Several influencers popular on platforms such as TikTok and OnlyFans were named and shamed as those who attended or held other “super spreader events”.
Fox News editor Malik Earnest posted video from one party as he danced and partied with unmasked people, in the videos he encourages several people who had just kissed each other, to kiss him on the cheek, he later shows video of his hands covered in blood explaining that he had broken up a fight.
The parties have drawn extra scorn online due to the disastrous situation of California’s pandemic fight, particularly Los Angeles which is struggling under the weight of the Covid-19 patient loads in the wake of Christmas and New Year’s Eve.
Hospitals, particularly in Southern California and the agricultural San Joaquin Valley in the middle of the state, have been overrun with virus patients and don’t have any more intensive care unit beds for coronavirus patients.
Funeral homes can’t keep up
Los Angeles County has become the epicentre of the Covid-19 crisis in California, having surpassed 10,000 coronavirus deaths alone.
Nationally, an average of just over 2500 people have died of Covid-19 over the past seven days, according to Johns Hopkins data.
Funeral homes in the hot spot of Southern California have reported having to turn away grieving families as they run out of space for the bodies piling up.
The head of the state funeral directors association says mortuaries are being inundated as the US nears a grim tally of 350,000 official Covid-19 deaths.
More than 20 million people in the country have been infected.
"I've been in the funeral industry for 40 years and never in my life did I think that this could happen, that I'd have to tell a family, 'No, we can't take your family member,"' said Magda Maldonado, owner of Continental Funeral Home in Los Angeles.
Continental is averaging about 30 body removals a day - six times its normal rate. Mortuary owners are calling one another to see whether anyone can handle overflow, and the answer is always the same: They're full, too.
In order to keep up with the flood of bodies, Ms Maldonado has rented extra 15-metre refrigerators for two of the four facilities she runs in LA and surrounding counties.
Bob Achermann, executive director of the California Funeral Directors Association said every funeral home he speaks to is struggling to keep up.
"The volume is just incredible and they fear that they won't be able to keep up," he said.

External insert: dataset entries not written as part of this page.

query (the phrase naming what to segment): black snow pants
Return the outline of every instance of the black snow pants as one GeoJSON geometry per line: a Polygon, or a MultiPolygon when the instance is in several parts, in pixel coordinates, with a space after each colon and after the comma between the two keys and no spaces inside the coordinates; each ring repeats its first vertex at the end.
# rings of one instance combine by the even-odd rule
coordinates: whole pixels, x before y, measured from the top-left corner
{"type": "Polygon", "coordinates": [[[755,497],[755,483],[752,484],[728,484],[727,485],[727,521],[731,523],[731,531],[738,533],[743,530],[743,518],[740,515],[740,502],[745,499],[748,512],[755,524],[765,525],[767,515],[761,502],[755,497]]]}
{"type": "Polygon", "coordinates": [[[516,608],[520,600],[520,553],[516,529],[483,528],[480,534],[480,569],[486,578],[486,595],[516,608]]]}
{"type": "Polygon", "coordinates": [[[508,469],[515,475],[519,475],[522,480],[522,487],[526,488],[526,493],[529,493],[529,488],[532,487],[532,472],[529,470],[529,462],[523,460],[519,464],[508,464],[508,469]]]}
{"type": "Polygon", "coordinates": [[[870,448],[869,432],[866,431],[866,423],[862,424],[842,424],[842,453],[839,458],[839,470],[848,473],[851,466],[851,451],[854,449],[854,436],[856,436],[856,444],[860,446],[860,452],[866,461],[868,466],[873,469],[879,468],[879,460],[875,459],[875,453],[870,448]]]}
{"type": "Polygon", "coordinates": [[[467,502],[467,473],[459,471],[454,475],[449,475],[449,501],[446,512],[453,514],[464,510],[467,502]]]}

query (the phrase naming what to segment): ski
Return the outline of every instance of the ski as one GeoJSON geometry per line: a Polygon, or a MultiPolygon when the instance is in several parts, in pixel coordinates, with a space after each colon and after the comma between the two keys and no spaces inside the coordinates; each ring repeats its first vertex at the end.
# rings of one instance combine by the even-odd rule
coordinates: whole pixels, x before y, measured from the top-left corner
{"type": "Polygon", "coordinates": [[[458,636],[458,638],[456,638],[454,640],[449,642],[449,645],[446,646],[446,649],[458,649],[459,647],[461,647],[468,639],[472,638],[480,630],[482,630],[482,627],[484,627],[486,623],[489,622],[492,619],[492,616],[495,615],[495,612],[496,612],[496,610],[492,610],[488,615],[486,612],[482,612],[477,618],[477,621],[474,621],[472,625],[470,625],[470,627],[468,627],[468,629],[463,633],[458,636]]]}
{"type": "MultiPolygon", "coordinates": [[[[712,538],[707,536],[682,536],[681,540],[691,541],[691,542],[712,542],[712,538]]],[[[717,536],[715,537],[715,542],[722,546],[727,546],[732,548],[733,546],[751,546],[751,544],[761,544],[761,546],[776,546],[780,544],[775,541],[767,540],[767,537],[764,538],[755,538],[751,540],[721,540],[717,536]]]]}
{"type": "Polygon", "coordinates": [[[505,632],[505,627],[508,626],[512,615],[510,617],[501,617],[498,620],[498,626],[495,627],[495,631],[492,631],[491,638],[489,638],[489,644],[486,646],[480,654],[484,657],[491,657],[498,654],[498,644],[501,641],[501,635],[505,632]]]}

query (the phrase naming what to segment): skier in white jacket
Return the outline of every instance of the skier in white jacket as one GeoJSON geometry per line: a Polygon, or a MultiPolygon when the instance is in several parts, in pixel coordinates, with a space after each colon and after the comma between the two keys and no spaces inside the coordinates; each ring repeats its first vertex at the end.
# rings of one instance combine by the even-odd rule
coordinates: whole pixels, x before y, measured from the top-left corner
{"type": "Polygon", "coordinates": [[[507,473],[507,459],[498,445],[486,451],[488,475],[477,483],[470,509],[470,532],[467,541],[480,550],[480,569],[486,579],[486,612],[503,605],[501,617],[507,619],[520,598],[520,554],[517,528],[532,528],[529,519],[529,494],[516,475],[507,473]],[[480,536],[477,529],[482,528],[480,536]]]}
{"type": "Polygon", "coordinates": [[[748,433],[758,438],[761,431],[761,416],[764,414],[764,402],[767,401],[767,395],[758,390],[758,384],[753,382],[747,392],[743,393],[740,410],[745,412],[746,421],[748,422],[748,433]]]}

"And the worst of the surge could still be ahead of us.”
Continental has also been delaying pickups at hospitals for a day or two while they deal with residential clients.
Californian hospitals run short on supplies
Hospitals in the area are overwhelmed, and are struggling to keep up with basics such as oxygen as they treat an unprecedented number of patients with respiratory issues.
On Saturday (local time), US Army Corps of Engineers crews arrived to update some hospital's oxygen delivery systems.
The number of daily newly reported cases in that period has averaged close to 195,000, a decline from two weeks earlier.
It's feared that holiday gatherings could fuel yet another rise in cases in the coming weeks.